The idiosyncrasies of the existing buildings mean that apartments vary greatly - a fact which Urban Splash turns to its advantage, declaring in its promotional brochure that 'this represents a unique opportunity for purchasers to choose an apartment which suits their individual needs'. Some have private external balconies and terraces, one has a small roof garden, and top-floor flats benefit from opening rooflights - roof trusses and beams have been sand-blasted, sealed and left exposed. Where possible, existing brick walls have been blast-cleaned and sealed, while new plasterboard ceilings and steel-stud-partition or block walls provide fire and sound insulation between apartments.

A three-storey penthouse occupies the corner of Oldham Street and Church Street, and duplexes with balconies are housed behind the blue blockwork infill overlooking Hilton Street which replaces the 'pure tat' that was there before. 'When we realised what the expense of alterations would be, we thought,'let's just get it down',' says Bell. Two penthouses have been created in a glazed cube which has been built on top of the Oldham Street/Hilton Street corner, bringing this corner block up to the height of the Oldham Street facade.

The basic approach has been to go for flexible space as opposed to maximum rooms - many of the plans include an optional bed deck in lieu of an extra room. The most common apartment type is split-level, with one or two bedrooms and with entry at the higher level. Services brought into individual apartments via the walkways are then concealed within this raised floor. 'One of the really exciting things,' says Bell, 'was being able to incorporate all the prosaic aspects, while making the layout more exciting.' Bedrooms overlook the atrium, while steps lead down to lofty living areas with windows on to the street. Bathrooms and fitted kitchens make up a central core with the kitchen overlooking the living room, 'so there is something to look at when you're doing the washing up'.

The Victorian facade on the upper floors has been restored, with galvanised double-glazed steel windows replacing the old ones.

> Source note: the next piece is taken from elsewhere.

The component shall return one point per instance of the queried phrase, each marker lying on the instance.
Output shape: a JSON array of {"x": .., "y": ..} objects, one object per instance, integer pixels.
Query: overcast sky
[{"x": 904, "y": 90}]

First-floor flats on Tib Street have balconies, and Stephenson describes the new elevational treatment as 'a modern interpretation of what was there'. The steel structure echoes the proportions and rhythm of the Victorian facade, while the window- walls behind are virtually invisible from the street: 'We wanted it to be a void, a visual gap between the shops at ground floor, and the residential above.'

Realising that its stock of Victorian buildings is one of Manchester's greatest assets, a generation of local architects has perfected grafting a modern architectural layer on to what was there before. This painstaking process demands the imagination to create something bold and beautiful out of what were often fairly humdrum buildings in their day. Another essential skill is the flexibility to respond to possibilities as they arise. 'Nothing was fixed, ever,' Bell recalls. 'To their credit the planners accepted that it was being done on the hoof.' Thanks to this happy mix of understanding authorities, and visionary architects and clients, Manchester has an exemplary track record of regeneration and an unusually rich urban fabric.